Ricardo Fernando
Ricardo Fernando

In der Virtual Reality angekommen

Ricardo Fernando, Ballettdirektor und Chefchoreograf am Staatstheater Augsburg

Access to Dance, das Tanzportal für Bayern, befragt Choreograf*innen in Bayern zu ihrer Arbeit während der Pandemie. Ricardo Fernando entwickelt neue Formate in der Virtual Reality und wünscht sich dabei nichts mehr zurück als die alte Normalität – ein Ende des Nervenkriegs.

Augsburg, 30/01/2021
Herr Fernando, Ihre letzte Produktion "Winterreise" wurde Ende Oktober noch als Stream uraufgeführt. Schubert erzählt in seinem Liederzyklus auf eindringliche Weise vom einsamen Wanderer. Inwieweit haben die äußeren Umstände der Pandemie Ihr kreatives Schaffen beeinflusst?

Die Pandemie hatte einen wesentlichen Einfluss auf den gesamten kreativen Prozess. Das Social Distancing war dabei natürlich das größte Problem, da wir nicht in Gruppen arbeiten konnten. Das Ballett des Staatstheaters Augsburg hat 18 Tänzer*innen, 9 Frauen und 9 Männer. Wir konnten für „Winterreise“ eine Abmachung mit dem örtlichen Gesundheitsamt treffen, dass manche Tänzer als feste Paare miteinander tanzen durften. So konnten wir zumindest ein paar Pas de Deux zeigen – und nicht das gesamte Stück über ausschließlich Solo-Nummern.

Inwiefern stellt die Pandemie Sie in Ihrer Kunstform Tanz vor Herausforderungen? Mit welchen Problemen kämpfen Sie?

Tanz ist eine Kunst, die vom Kontakt lebt. Das ist in meinen Augen das Hauptproblem. Das Social Distancing, die Aerosol-Messungen, das Tragen von Masken und die vielen Pausen während der Proben schmälern die Atmosphäre unserer Arbeit ganz entscheidend. Nicht zu vergessen, dass man entscheiden muss, ob und wie oft man Tests durchführt. Wir lassen uns alle jede Woche auf Corona testen, auch das ist eine Herausforderung.

Setzen die variierenden Restriktionen – Kontaktbeschränkungen, angepasste Trainings- und Probensituationen – auch künstlerische Impulse frei oder dienen sogar als Inspiration?

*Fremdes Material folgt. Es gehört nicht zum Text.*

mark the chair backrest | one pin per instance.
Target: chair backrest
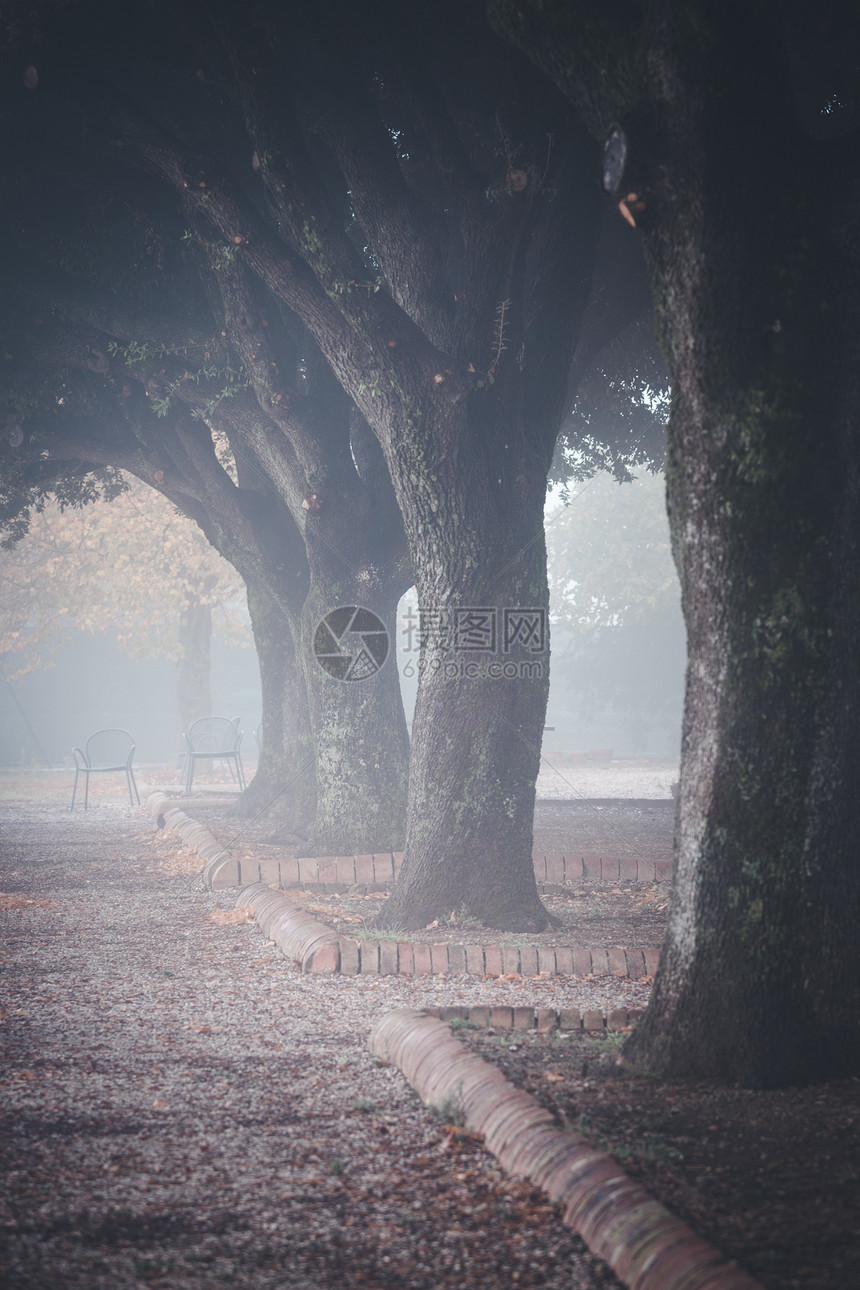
(110, 747)
(213, 734)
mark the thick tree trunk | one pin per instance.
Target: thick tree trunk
(757, 299)
(194, 693)
(284, 787)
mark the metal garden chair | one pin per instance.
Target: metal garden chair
(214, 739)
(106, 751)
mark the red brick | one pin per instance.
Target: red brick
(609, 868)
(556, 870)
(547, 1019)
(364, 871)
(651, 960)
(387, 957)
(383, 870)
(348, 956)
(454, 1013)
(344, 870)
(289, 873)
(325, 959)
(224, 875)
(270, 871)
(328, 870)
(308, 870)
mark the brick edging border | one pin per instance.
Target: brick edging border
(316, 948)
(644, 1242)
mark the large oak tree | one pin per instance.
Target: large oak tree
(423, 203)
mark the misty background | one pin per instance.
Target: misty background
(97, 637)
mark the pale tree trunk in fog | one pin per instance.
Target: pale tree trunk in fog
(284, 787)
(194, 692)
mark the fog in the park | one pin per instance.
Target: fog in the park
(92, 636)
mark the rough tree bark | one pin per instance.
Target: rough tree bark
(722, 112)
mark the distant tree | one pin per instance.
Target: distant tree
(133, 569)
(731, 137)
(423, 204)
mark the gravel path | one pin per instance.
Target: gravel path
(182, 1108)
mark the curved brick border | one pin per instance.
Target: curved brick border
(326, 952)
(645, 1245)
(192, 833)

Ich würde sagen, zu Beginn der Pandemie, und als es mit den Einschränkungen gerade erst los ging, war es wirklich inspirierend zu sehen, wie kreativ wir auf all‘ unsere Probleme Lösungen fanden. Aber nach einer Weile wurde es zu einem großen Nervenkrieg für die meisten von uns in der Tanzwelt. Wir haben so unterschiedliche Häuser, einige sind sehr klein, andere verfügen über große Studios und Bühnen. Und so können wir keine gemeinsame Lösung finden, was unser aller Leben sehr kompliziert macht. Im Moment habe ich nicht mehr das Gefühl, dass das in irgendeiner Hinsicht inspirierend sein könnte.

Haben Sie neue künstlerische Formate entwickelt, die sonst nicht entstanden wären?

Ja, wir haben zwei verschiedene Produktionen für Virtual Reality entwickelt. Für die erste, „shifting_perspective“, wurden die Tänzer*innen in Soli und Duetten von einer 360-Grad-Kamera auf der Bühne gefilmt – mit großartigen Ergebnissen! Danach haben wir einen 3D-VR-Film mit meiner Choreografie von Ravels „Boléro“ aufgenommen. Beide Stücke kann man sich für Zuhause auf Leih-VR-Brillen über das Staatstheater Augsburg bestellen.

Welche künstlerische Anpassung werden Sie auch nach der Pandemie beibehalten?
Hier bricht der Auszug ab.